Sie wendet sich den beiden anderen Männern am Tresen zu und fragt, ob die «noch eins» wollen. Dann kommt sie zu ihm zurück, nimmt ihre Zigarette aus dem Aschenbecher und stützt sich mit den Ellbogen auf dem dunklen Holz des Tresens ab: «Also, ich arbeite in einer Kneipe.» Sie lächelt, beugt sich noch ein Stück weiter zu ihm und flüstert: «Ist manchmal ein bisschen langweilig.»
«Wann hast du denn heute Schluss?», fragt er.
«Um eins. Und dann muss ich noch sauber machen.»
Thomas hört aus diesen Worten weder eine Ermunterung noch eine Abwehr heraus. Es handelt sich einfach um eine Feststellung. Was er damit macht, muss er jetzt selbst entscheiden.
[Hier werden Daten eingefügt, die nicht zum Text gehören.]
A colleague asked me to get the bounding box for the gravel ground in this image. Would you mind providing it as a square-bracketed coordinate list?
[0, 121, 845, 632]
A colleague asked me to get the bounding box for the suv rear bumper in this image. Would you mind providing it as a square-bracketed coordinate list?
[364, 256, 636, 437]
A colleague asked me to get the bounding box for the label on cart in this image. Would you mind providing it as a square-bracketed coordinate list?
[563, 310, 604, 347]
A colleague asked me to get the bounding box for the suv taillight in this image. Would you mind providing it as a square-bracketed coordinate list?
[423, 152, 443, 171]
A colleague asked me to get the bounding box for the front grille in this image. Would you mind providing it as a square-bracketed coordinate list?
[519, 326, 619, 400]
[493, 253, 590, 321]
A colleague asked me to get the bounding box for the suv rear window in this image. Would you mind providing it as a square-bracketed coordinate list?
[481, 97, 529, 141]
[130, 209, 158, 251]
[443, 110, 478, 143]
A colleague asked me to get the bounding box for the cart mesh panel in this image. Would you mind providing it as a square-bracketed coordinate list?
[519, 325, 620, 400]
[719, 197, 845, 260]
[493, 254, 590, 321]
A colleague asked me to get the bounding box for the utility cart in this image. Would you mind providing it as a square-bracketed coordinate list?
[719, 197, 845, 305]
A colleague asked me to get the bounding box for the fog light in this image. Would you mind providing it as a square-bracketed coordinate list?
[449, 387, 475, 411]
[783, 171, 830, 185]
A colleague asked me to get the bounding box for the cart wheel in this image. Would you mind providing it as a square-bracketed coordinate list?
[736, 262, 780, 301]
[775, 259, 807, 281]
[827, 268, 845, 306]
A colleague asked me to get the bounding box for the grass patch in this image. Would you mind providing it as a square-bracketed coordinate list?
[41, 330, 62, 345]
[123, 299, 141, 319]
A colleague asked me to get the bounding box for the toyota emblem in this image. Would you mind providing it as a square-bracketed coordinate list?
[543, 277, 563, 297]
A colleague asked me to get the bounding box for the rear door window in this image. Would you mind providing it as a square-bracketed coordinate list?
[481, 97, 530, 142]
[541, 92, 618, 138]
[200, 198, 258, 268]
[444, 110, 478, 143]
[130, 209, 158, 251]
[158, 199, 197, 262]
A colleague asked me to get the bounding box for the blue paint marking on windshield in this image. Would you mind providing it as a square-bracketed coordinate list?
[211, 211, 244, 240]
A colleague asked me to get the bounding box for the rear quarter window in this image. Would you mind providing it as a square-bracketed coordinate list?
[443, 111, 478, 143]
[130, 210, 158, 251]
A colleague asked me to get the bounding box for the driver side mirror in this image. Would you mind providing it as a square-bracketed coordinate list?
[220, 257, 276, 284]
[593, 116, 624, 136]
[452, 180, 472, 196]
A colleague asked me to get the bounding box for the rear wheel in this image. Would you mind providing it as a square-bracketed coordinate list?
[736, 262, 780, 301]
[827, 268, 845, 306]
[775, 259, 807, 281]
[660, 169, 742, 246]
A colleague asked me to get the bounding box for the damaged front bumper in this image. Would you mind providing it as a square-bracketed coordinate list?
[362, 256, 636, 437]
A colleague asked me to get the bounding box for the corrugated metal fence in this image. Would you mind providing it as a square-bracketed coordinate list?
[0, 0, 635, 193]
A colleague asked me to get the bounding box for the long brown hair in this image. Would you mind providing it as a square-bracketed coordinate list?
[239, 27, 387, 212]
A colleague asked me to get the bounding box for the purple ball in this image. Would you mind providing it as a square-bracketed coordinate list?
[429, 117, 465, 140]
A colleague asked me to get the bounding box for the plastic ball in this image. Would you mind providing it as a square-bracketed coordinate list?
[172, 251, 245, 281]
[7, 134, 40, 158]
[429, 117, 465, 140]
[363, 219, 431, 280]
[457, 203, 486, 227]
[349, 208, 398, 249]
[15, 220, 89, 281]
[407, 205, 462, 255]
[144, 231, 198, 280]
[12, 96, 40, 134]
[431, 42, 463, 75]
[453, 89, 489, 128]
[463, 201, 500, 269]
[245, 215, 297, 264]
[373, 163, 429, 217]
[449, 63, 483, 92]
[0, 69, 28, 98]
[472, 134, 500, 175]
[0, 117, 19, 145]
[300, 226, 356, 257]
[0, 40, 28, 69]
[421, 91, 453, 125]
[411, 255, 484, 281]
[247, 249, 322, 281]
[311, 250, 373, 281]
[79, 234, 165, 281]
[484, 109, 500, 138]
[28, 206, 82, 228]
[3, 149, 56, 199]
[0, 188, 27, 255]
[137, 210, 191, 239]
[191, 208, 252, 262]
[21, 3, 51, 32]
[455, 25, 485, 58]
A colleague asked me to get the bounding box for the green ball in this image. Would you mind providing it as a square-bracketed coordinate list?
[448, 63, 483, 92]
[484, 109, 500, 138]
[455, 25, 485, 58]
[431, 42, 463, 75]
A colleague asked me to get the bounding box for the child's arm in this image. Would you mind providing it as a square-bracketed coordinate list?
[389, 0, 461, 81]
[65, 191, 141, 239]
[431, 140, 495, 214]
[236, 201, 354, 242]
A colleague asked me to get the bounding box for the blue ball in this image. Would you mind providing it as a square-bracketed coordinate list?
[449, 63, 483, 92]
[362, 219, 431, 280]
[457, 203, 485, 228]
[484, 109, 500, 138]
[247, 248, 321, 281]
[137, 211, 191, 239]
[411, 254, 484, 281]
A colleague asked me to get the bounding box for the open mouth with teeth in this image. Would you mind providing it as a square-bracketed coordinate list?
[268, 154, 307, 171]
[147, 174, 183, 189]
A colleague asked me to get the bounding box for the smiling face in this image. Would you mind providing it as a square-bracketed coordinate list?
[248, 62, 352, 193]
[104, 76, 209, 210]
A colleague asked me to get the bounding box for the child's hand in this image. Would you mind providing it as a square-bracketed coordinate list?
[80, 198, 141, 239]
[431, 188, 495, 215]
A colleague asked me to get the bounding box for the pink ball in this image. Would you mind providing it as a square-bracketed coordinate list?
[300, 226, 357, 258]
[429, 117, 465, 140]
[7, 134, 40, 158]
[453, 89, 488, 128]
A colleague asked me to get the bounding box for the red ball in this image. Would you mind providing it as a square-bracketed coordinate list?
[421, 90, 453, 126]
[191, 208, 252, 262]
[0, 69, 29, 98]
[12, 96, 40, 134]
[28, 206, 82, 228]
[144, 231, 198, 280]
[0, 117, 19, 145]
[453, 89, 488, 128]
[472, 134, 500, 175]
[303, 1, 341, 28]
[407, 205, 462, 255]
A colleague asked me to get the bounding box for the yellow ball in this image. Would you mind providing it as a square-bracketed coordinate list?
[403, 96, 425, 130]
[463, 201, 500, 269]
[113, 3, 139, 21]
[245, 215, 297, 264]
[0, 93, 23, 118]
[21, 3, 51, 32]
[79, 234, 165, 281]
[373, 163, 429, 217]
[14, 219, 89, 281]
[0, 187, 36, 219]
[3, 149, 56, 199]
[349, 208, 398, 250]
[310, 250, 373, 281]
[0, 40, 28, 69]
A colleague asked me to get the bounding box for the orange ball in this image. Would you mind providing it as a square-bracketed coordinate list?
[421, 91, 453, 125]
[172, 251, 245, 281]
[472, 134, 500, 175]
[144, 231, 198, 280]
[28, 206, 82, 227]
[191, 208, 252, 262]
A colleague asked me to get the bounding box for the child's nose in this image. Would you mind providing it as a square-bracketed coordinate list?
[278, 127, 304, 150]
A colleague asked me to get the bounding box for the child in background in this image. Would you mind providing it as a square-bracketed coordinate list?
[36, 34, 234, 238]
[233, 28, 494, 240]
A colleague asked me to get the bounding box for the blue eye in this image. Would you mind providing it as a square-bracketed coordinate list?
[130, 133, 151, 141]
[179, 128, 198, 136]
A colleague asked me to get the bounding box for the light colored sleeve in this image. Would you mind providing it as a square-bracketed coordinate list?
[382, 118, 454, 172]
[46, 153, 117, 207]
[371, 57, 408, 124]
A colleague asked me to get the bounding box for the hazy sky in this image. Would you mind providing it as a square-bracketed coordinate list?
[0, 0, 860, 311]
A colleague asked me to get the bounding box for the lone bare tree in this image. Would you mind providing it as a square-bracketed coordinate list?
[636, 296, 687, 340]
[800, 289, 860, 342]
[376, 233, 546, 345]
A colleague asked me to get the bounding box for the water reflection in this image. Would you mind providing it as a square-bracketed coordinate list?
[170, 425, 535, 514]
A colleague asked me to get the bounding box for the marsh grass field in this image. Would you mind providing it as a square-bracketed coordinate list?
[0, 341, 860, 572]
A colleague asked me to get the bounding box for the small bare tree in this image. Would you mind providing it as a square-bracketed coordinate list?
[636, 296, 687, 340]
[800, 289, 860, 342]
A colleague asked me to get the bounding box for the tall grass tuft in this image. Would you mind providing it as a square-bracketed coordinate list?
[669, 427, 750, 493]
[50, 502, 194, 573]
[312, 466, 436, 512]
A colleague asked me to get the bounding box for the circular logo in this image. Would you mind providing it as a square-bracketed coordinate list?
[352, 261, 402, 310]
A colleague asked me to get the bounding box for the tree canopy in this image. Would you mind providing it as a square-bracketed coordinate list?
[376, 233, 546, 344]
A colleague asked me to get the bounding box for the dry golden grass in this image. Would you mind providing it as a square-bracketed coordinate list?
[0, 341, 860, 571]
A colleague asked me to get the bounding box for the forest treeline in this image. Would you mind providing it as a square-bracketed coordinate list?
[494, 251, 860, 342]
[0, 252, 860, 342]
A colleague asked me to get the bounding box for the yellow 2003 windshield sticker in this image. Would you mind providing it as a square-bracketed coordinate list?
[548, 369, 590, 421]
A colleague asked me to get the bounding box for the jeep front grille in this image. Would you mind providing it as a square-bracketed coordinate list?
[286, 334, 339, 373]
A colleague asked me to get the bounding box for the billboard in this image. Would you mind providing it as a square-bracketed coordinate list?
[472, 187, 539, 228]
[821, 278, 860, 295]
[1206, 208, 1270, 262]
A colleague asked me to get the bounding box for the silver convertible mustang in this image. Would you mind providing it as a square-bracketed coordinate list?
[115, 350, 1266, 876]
In einer Fernsehserie gäbe es jetzt einen Schnitt, und man sähe zwei Menschen auf einem Bett ineinander verkeilt. In der Realität aber müsste er jetzt über vier Stunden hier ausharren und darauf achten, weder zu betrunken noch zu nüchtern zu werden. Anstatt etwas zu sagen, nimmt Thomas einen weiteren Schluck von seinem Bier. Die Thekenfrau wendet sich einem Neuankömmling zu, einem jungen Mann in Trainingsjacke, der nur Zigaretten kaufen will. Thomas nutzt den Moment, um eine Nachricht an Rabea zu schreiben: «Könnte auch sein, dass Röttgen mich rockt. Wir telefonieren morgen.» Zufrieden legt er sein Smartphone beiseite. Das dürfte sich souverän und unabhängig lesen. Normalerweise hätte er ihr vorgeschlagen, heute noch zu telefonieren. Aber angesichts der Thekenfrau scheint das weniger dringlich. Er könnte nach Röttgen fahren und dann um eins die Frau abholen, deren Namen er noch nicht kennt.
«Noch eins?», fragt sie ihn und lächelt.
«Eins noch», sagt er und sieht unwillkürlich auf sein Smartphone.
«Bittu böse?» Rabea rundet ihre Nachricht mit dem GIF eines grimmig dreinblickenden Häschens ab.
«Deine Schwester?», fragt die Thekenfrau und deutet mit dem Kopf in Richtung des Smartphones. Thomas macht ein Geräusch, das sich als Zustimmung interpretieren lässt.
«Magst du sie?»
Mit dieser Frage hätte er nicht gerechnet. Zum ersten Mal an diesem Abend spürt er ein völlig zwangloses Lächeln auf seinem Gesicht.
«Ja», sagt er. «Sehr.»
Jetzt lächelt auch die Thekenfrau, weich und mädchenhaft.
«Dann solltest du vielleicht mal langsam zu ihr.»
Thomas nickt und muss noch immer lächeln.